Many of these dinners ― especially those that served Korean food ― met with mixed reviews. In 1895, Sallie Sill and her sister, Alice Graham, were invited to the palace for a dinner. It was described as:
“Soup was first served in bowls, to be eaten either with chopsticks or spoons. We had our choice. The soup was almost solid with noodles, chopped meat and cooked eggs. A large brass soup tureen with a little charcoal stove under it was placed in the center of the table. Then came course after course of made dishes. I have no idea of what, nor do I know how they tasted, for I could not make myself eat them. I felt that I ought, and that I was being watched and probably blamed, but if I had known that my head was to come off because of not eating the Korean food, I should have submitted with resignation.”
Despite the women’s great reluctance to eat anything, Alice bravely sampled what looked like a plum pudding. She found that “it was almost entirely made of rich pine nuts”. They also had oranges, peeled chestnuts that were as white as snow, peanuts, pine nuts, dried persimmons (and) bright colored bonbons.”
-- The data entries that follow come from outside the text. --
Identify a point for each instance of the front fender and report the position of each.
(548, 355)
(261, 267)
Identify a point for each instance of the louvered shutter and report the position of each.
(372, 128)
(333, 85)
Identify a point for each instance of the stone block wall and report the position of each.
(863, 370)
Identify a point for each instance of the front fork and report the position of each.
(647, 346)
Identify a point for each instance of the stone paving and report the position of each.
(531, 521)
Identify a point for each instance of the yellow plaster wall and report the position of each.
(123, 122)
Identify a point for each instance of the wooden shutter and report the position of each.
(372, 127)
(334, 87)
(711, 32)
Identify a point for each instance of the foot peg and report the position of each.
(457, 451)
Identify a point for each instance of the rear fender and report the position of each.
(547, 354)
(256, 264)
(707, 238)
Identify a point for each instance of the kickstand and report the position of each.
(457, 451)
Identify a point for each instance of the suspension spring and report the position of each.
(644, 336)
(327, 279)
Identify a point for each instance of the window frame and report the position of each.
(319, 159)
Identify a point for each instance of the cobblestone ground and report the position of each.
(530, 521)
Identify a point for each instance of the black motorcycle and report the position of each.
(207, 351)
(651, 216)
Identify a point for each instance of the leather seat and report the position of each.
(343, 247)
But not all of the dinners served Korean cuisine. The post office inauguration dinner in December 1884 was catered by a Japanese restaurant that specialized in Western food. We also know that some of the diplomats’ wives baked breads and cakes and provided them to the palace. The palace staff was not above borrowing from its Western neighbors. Food, silverware, crockery and china were all borrowed from the households of Western diplomats. Even missionaries were occasionally called upon for assistance. One American woman recalled attending a dinner party at the palace and was surprised to discover that not only was part of her tableware borrowed, but so too were her recipes and even her cook.
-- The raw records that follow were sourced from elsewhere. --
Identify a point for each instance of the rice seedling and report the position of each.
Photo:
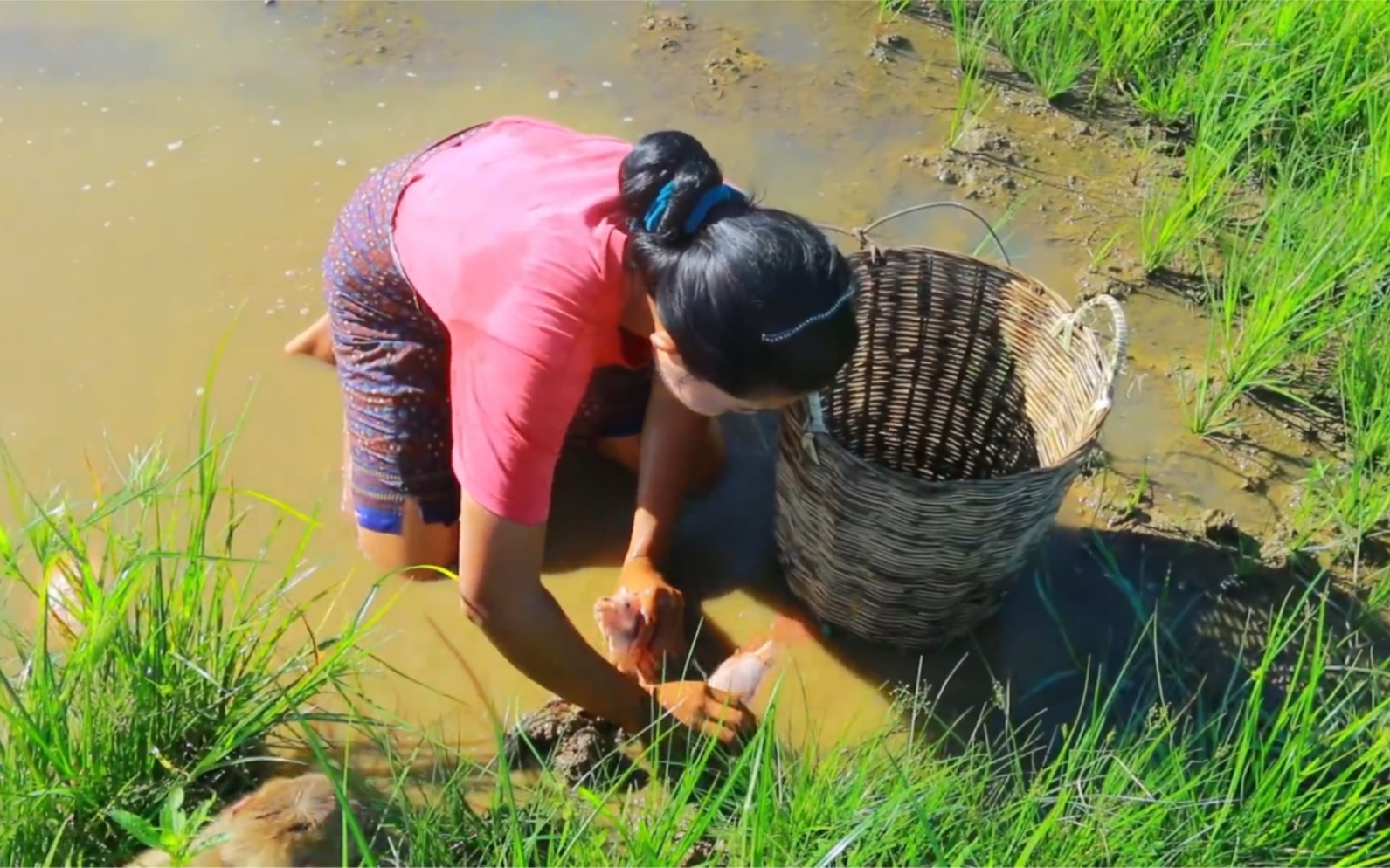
(1041, 39)
(1277, 298)
(1347, 500)
(972, 46)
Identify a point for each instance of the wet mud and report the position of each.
(577, 746)
(822, 108)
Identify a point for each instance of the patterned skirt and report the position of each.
(392, 355)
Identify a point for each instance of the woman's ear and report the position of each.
(662, 343)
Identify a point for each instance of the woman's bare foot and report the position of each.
(315, 342)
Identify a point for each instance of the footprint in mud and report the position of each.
(577, 746)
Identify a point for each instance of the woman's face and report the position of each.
(701, 396)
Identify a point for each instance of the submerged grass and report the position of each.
(188, 658)
(1282, 114)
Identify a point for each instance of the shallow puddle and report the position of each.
(171, 173)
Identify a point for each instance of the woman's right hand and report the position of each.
(705, 710)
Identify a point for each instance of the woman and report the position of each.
(519, 285)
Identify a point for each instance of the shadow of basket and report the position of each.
(916, 485)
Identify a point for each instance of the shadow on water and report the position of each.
(1065, 637)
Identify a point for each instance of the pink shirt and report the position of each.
(515, 239)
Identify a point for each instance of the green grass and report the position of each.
(1284, 764)
(1282, 108)
(190, 658)
(188, 663)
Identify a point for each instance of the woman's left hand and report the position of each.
(663, 614)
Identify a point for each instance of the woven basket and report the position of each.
(914, 488)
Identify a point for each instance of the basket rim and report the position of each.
(1083, 444)
(866, 254)
(825, 440)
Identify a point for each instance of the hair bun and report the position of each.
(666, 181)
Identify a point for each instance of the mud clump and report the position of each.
(730, 68)
(667, 21)
(576, 745)
(982, 139)
(886, 47)
(1220, 527)
(982, 160)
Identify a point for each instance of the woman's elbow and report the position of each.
(491, 604)
(477, 603)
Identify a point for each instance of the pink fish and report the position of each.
(620, 620)
(743, 672)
In 1901, American missionaries Rev. Arthur Judson Brown and his wife not only had an audience with Gojong but were also served dinner in “another plain room with low ceiling and common-looking wall-paper, but the dinner itself was superb. The table was set in European fashion with snowy linen, exquisite china, and costly gold and silver vessels. The food was perfectly cooked (the Emperor is said to have a French chef) and it was admirably served. The thirteen courses consisted of: (1) soup, (2) fish with potatoes, (3) cutlet with spinach, (4) frankfurter sausage with string beans, (5) potted cold meat with peas, (6) boiled ham with mashed potatoes, (7) roast chicken with browned potatoes and lettuce salad, (8) asparagus with melted butter, (9) creamed pudding with canned peaches, (10) pineapple ice-cream with cake, (11) Swiss cheese with bread and unsalted white butter, (12) candies and candied fruit. Coffee was served later in the drawing-room. Each guest’s plate was indicated by a card in Chinese characters. I learned afterwards that mine was translated ‘the Bishop’ and that Mrs. Browns was ‘the Bishop’s lady.’”
Brown noted that the emperor never dined with his Western guests and instead was represented by his master of ceremonies, William Franklin Sands ― an American advisor to the Korean court. And, contrary to many accounts, Rev. Brown observed that although there were five different wines present at the table, only two of his Korean hosts partook of them ― the rest preferred a sparkling Japanese mineral water.